NIGERIA

Shipwreck

Nigerian tugboat cook survives three days in air bubble

Tugboat cook describes his amazing escape after 11 fellow crew members die in capsized tugboat

PUBLISHED : Friday, 14 June, 2013, 12:00am
UPDATED : Friday, 14 June, 2013, 3:48am

A Nigerian sailor who survived for almost three days 30m underwater by crouching in an air bubble after his tugboat sank has spoken about his ordeal.

Harrison Okene, a 29-year-old cook, was the sole survivor of the Jacson-4, which overturned after being battered by heavy swells last month. Eleven other crew members died as the vessel sank some 20 kilometres off Nigeria's mangrove-lined coast.

"It was around 5am and I was on the toilet when the vessel just started going down - the speed was so, so fast," Okene said from his hometown of Warri. Scrambling out, he was unable to reach an emergency exit hatch and watched in horror as three crew members were sucked into the churning sea.

The water swept him into another toilet as the boat sank 30 metres. Wearing only his underpants, Okene prayed as water seeped into the 1.2-metre air pocket in the cabin.

"All around me was just black, and noisy. I was crying and calling on Jesus to rescue me, I prayed so hard. I was so hungry and thirsty and cold and I was just praying to see some kind of light."

He had been underwater for almost 60 hours when he heard a hammering on the deck. A team of South African divers scouring the waters on a presumed body recovery operation were shocked to hear faint hammering in reply.

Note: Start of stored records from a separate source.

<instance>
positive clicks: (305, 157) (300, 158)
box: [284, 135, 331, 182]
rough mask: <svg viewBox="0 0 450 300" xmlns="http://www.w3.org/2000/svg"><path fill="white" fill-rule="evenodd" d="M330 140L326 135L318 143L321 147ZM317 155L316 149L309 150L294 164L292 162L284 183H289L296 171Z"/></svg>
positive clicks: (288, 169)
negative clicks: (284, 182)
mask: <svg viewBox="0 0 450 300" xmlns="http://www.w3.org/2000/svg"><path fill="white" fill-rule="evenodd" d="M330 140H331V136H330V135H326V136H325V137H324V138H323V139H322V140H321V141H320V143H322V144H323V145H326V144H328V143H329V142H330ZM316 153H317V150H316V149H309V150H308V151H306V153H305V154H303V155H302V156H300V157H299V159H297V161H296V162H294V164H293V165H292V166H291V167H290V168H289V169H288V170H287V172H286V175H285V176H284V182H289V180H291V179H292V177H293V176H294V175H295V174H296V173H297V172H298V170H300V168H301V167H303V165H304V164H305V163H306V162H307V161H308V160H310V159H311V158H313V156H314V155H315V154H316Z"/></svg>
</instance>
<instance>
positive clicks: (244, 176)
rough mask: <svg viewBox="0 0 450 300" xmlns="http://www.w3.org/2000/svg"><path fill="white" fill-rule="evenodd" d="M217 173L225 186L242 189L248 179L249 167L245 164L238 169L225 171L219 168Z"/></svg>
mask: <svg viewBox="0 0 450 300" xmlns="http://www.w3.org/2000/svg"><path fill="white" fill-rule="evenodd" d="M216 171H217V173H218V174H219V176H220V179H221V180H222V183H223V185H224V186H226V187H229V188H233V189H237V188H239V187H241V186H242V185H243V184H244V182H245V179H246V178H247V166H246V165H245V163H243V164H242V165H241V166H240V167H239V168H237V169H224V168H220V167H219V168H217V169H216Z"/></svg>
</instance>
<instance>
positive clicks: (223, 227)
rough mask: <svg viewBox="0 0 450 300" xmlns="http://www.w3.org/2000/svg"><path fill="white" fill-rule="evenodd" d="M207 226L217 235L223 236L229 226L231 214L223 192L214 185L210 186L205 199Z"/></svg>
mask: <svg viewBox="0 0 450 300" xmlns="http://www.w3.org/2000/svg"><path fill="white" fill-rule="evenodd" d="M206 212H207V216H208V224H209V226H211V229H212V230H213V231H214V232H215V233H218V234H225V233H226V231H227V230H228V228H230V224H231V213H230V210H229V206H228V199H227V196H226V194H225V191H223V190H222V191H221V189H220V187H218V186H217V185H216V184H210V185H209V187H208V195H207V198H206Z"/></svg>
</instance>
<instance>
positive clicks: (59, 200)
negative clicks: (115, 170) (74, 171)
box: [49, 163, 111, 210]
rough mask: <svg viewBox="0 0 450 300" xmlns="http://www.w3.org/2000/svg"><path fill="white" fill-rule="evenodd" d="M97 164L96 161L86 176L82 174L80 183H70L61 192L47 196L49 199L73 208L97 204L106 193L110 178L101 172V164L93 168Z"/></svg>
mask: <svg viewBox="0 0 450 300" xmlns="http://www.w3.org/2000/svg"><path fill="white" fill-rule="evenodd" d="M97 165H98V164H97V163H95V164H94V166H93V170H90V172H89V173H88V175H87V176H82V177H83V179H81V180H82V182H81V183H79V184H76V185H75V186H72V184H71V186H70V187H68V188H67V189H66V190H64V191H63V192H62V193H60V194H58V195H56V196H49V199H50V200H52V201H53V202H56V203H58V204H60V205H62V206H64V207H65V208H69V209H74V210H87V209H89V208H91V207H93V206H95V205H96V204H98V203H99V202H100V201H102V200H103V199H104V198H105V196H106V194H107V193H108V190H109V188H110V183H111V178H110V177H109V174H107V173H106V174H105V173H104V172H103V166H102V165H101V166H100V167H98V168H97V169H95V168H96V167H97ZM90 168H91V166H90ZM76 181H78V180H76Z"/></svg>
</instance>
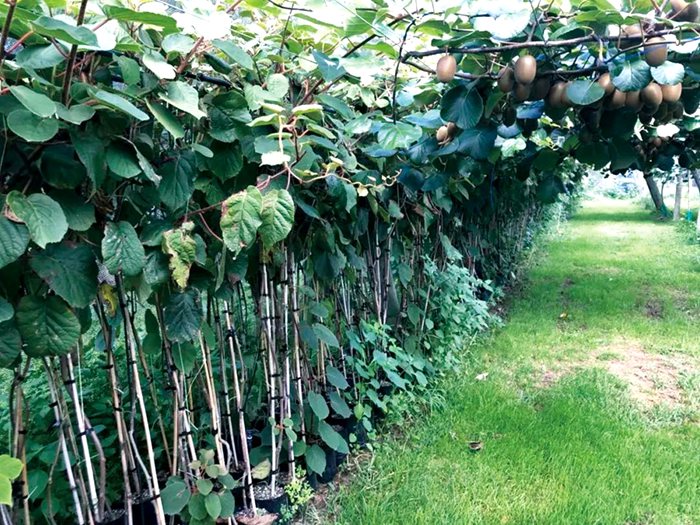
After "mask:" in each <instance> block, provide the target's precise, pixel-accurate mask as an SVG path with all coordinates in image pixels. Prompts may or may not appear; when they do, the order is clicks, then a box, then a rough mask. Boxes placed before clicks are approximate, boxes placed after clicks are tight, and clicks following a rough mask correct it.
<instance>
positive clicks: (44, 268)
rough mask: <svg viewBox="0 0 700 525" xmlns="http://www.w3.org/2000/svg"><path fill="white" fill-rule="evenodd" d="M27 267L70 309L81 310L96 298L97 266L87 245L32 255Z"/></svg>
mask: <svg viewBox="0 0 700 525" xmlns="http://www.w3.org/2000/svg"><path fill="white" fill-rule="evenodd" d="M29 265H30V266H31V267H32V269H33V270H34V271H35V272H36V273H37V275H39V277H41V278H42V279H43V280H44V281H45V282H46V283H47V284H48V285H49V288H51V289H52V290H53V291H54V292H56V294H58V295H60V296H61V297H62V298H63V299H65V301H66V302H67V303H68V304H70V305H71V306H73V307H76V308H84V307H86V306H88V305H89V304H90V303H91V302H92V301H93V299H94V298H95V295H96V292H97V265H96V264H95V255H94V254H93V253H92V250H91V249H90V247H89V246H88V245H87V244H82V243H81V244H74V243H67V242H63V243H61V244H51V245H49V246H48V247H47V248H46V249H45V250H43V251H41V252H38V253H36V254H35V255H33V256H32V258H31V259H30V260H29Z"/></svg>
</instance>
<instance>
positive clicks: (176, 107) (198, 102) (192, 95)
mask: <svg viewBox="0 0 700 525" xmlns="http://www.w3.org/2000/svg"><path fill="white" fill-rule="evenodd" d="M165 90H166V92H165V93H160V95H159V97H160V98H161V99H162V100H164V101H165V102H167V103H168V104H170V105H171V106H174V107H176V108H177V109H179V110H182V111H184V112H185V113H189V114H190V115H192V116H193V117H195V118H197V119H200V118H202V117H206V116H207V114H206V113H205V112H204V111H202V110H201V109H199V94H198V93H197V90H196V89H195V88H193V87H192V86H190V85H189V84H187V83H186V82H182V81H179V80H177V81H173V82H168V84H167V85H166V87H165Z"/></svg>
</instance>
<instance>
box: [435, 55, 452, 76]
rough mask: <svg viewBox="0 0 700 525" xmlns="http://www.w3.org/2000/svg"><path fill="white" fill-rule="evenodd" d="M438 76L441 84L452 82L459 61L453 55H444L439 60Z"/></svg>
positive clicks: (437, 72) (438, 64) (436, 69)
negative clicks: (457, 63) (455, 58)
mask: <svg viewBox="0 0 700 525" xmlns="http://www.w3.org/2000/svg"><path fill="white" fill-rule="evenodd" d="M436 73H437V74H436V76H437V79H438V80H439V81H440V82H445V83H447V82H452V79H453V78H454V77H455V73H457V60H455V57H453V56H452V55H443V56H442V57H440V60H438V65H437V69H436Z"/></svg>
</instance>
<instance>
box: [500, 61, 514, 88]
mask: <svg viewBox="0 0 700 525" xmlns="http://www.w3.org/2000/svg"><path fill="white" fill-rule="evenodd" d="M497 84H498V89H500V90H501V92H502V93H510V92H511V91H513V88H514V87H515V78H514V77H513V69H512V68H511V67H510V66H506V67H504V68H503V69H501V71H500V72H499V73H498V82H497Z"/></svg>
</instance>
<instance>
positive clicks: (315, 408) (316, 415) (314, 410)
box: [306, 391, 330, 421]
mask: <svg viewBox="0 0 700 525" xmlns="http://www.w3.org/2000/svg"><path fill="white" fill-rule="evenodd" d="M306 397H307V399H308V400H309V406H310V407H311V410H313V412H314V414H316V417H317V418H319V419H320V420H321V421H323V420H324V419H326V418H327V417H328V415H329V414H330V411H329V410H328V405H327V404H326V400H325V399H324V398H323V396H322V395H321V394H319V393H317V392H314V391H310V392H309V393H308V395H307V396H306Z"/></svg>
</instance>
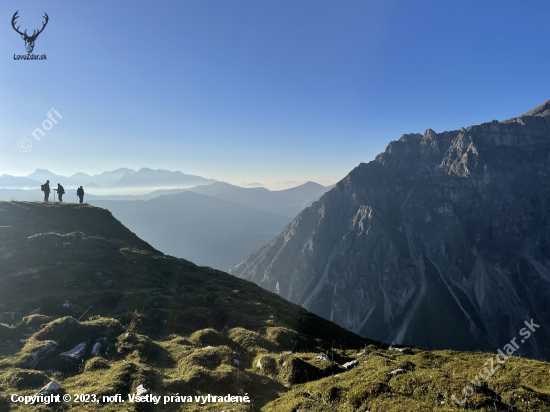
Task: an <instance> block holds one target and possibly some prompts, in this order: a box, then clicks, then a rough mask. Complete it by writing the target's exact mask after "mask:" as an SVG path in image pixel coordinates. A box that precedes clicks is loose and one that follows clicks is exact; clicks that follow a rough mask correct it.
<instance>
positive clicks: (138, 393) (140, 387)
mask: <svg viewBox="0 0 550 412" xmlns="http://www.w3.org/2000/svg"><path fill="white" fill-rule="evenodd" d="M148 393H149V391H148V390H147V389H145V387H144V386H143V384H141V385H139V386H138V387H137V388H136V395H137V396H145V395H147V394H148Z"/></svg>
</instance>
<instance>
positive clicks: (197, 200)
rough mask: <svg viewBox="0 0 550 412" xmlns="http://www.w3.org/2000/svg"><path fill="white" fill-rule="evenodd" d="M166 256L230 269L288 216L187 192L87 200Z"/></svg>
mask: <svg viewBox="0 0 550 412" xmlns="http://www.w3.org/2000/svg"><path fill="white" fill-rule="evenodd" d="M88 203H90V204H92V205H94V206H99V207H102V208H105V209H108V210H109V211H110V212H111V213H112V214H113V216H115V217H116V218H117V219H118V220H120V221H121V222H122V223H123V224H124V225H125V226H127V227H128V228H130V230H132V231H133V232H135V233H136V234H137V235H138V236H140V237H141V238H142V239H145V240H146V241H147V242H148V243H150V244H151V245H152V246H153V247H155V248H157V249H159V250H161V251H162V252H164V253H166V254H170V255H173V256H177V257H181V258H185V259H189V260H192V261H194V262H196V263H197V264H200V265H206V266H210V267H213V268H216V269H228V268H230V267H231V266H233V265H235V264H237V263H238V262H240V261H242V260H243V259H244V258H246V257H247V256H248V255H249V254H250V253H252V252H253V251H254V250H256V249H257V248H258V247H260V246H261V245H263V244H265V243H266V242H268V241H269V240H271V239H273V238H274V237H275V236H277V235H278V234H279V233H281V231H282V230H283V229H284V228H285V226H286V225H287V224H288V223H289V222H290V220H291V218H288V217H285V216H281V215H276V214H274V213H270V212H267V211H264V210H259V209H255V208H252V207H248V206H244V205H241V204H237V203H234V202H229V201H226V200H222V199H215V198H213V197H211V196H207V195H204V194H199V193H194V192H192V191H185V192H182V193H177V194H173V195H162V196H159V197H155V198H154V199H151V200H146V201H143V200H136V201H127V200H118V201H112V200H90V201H89V202H88Z"/></svg>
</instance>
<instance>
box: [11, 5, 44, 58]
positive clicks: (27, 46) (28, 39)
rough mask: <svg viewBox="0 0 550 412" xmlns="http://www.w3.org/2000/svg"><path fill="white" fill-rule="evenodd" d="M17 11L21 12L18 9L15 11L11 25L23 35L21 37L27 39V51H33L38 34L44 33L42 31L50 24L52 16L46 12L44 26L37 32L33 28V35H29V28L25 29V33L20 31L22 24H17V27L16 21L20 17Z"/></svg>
mask: <svg viewBox="0 0 550 412" xmlns="http://www.w3.org/2000/svg"><path fill="white" fill-rule="evenodd" d="M17 13H19V10H17V11H16V12H15V14H14V15H13V17H12V19H11V25H12V26H13V29H14V30H15V31H16V32H17V33H19V34H20V35H21V38H22V39H23V40H25V48H26V49H27V53H32V51H33V49H34V42H35V41H36V38H37V37H38V35H39V34H40V33H42V31H43V30H44V28H45V27H46V24H48V20H49V19H50V18H49V17H48V15H47V14H46V13H44V14H45V16H43V17H44V18H45V19H46V21H45V22H44V23H42V24H43V26H42V28H41V29H40V30H38V32H36V30H33V33H32V36H29V35H27V30H25V32H24V33H21V32H20V31H19V27H20V26H17V28H15V23H16V22H15V20H16V19H17V18H18V17H19V16H18V15H17Z"/></svg>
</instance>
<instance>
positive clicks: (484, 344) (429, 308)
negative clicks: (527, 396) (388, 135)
mask: <svg viewBox="0 0 550 412" xmlns="http://www.w3.org/2000/svg"><path fill="white" fill-rule="evenodd" d="M549 189H550V101H548V102H546V103H544V104H543V105H541V106H539V107H537V108H535V109H533V110H531V111H529V112H527V113H525V114H524V115H522V116H519V117H517V118H514V119H509V120H506V121H503V122H498V121H496V120H494V121H492V122H490V123H483V124H481V125H478V126H471V127H468V128H467V129H464V128H462V129H461V130H456V131H452V132H443V133H435V132H434V131H433V130H431V129H428V130H427V131H426V132H425V133H424V134H423V135H421V134H408V135H404V136H402V137H401V139H399V140H397V141H393V142H391V143H390V144H389V145H388V147H387V148H386V150H385V152H384V153H382V154H380V155H378V156H377V157H376V159H375V160H374V161H372V162H369V163H367V164H364V163H362V164H360V165H359V166H358V167H357V168H355V169H354V170H353V171H352V172H351V173H350V174H349V175H348V176H347V177H346V178H344V179H343V180H342V181H340V182H339V183H338V184H337V186H336V187H335V188H334V189H333V190H331V191H330V192H328V193H326V194H325V195H324V196H323V197H322V198H321V199H320V200H319V201H317V202H315V203H314V204H313V205H312V206H311V207H309V208H307V209H305V210H304V211H303V212H302V213H300V214H299V215H298V216H297V217H296V218H295V219H294V221H293V222H292V223H290V224H289V225H288V226H287V228H286V229H285V231H284V232H283V233H282V234H281V235H279V236H278V237H277V238H276V239H274V240H273V241H272V242H270V243H269V244H267V245H265V246H264V247H263V248H262V249H260V250H258V251H257V252H255V253H254V254H253V255H251V256H250V257H249V258H248V259H247V260H245V261H244V262H242V263H241V264H239V265H238V266H236V267H235V268H233V269H232V270H231V273H232V274H234V275H235V276H238V277H241V278H245V279H248V280H251V281H253V282H255V283H256V284H259V285H260V286H262V287H264V288H265V289H268V290H270V291H273V292H276V293H278V294H279V295H281V296H282V297H284V298H286V299H288V300H290V301H291V302H295V303H298V304H300V305H302V306H303V307H304V308H306V309H309V310H311V311H313V312H314V313H317V314H319V315H321V316H323V317H325V318H327V319H330V320H332V321H334V322H336V323H338V324H339V325H341V326H343V327H345V328H347V329H349V330H350V331H353V332H356V333H359V334H360V335H362V336H368V337H370V338H374V339H379V340H382V341H386V342H388V343H407V344H413V345H417V346H420V347H424V348H453V349H462V350H470V349H489V350H496V349H498V348H500V347H502V346H503V345H504V344H505V343H507V342H508V341H509V340H510V339H512V338H513V337H517V336H518V331H519V330H520V329H521V328H522V327H525V325H524V321H525V320H530V319H531V318H533V319H534V322H535V323H536V324H539V325H541V327H540V328H539V329H537V331H536V332H535V333H534V334H533V335H532V336H531V338H530V339H529V340H525V342H523V343H521V344H520V346H521V351H522V353H523V354H525V355H527V356H533V357H543V358H549V357H550V345H549V344H548V342H549V338H550V333H549V332H550V305H549V304H548V302H550V190H549ZM518 342H519V339H518Z"/></svg>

As a diver's light approached, Okene hesitated to swim outside the air pocket in case the startled diver might use a jack-knife on him. "I went to the water and touched the diver. He himself shivered from fear. So I stepped back and held my hand in the waters and waved it in front of his camera so they would see the images above deck."

"The diver walked in and at the back there was an air pocket he was sitting in," Paul MacDonald, an officer on the support vessel said. "How it wasn't full of water is anyone's guess. I'd say someone was looking after him."

There were worries Okene would panic during the rescue, while his body had absorbed potentially fatal amounts of nitrogen. "His heart wouldn't have been able to pump [back on land] because it was just so full of gas," said Christine Cridge, of the Diving Diseases Research Centre in Plymouth, England, who advised the rescue team.

Okene was manoeuvred to a diving bell which took him to the surface, where he spent two days in a decompression chamber.

"To survive that long at that depth is phenomenal. Normally you would dive recreationally for no more than 20 minutes at those depths," said a training consultant from the Professional Association of Diving Instructors.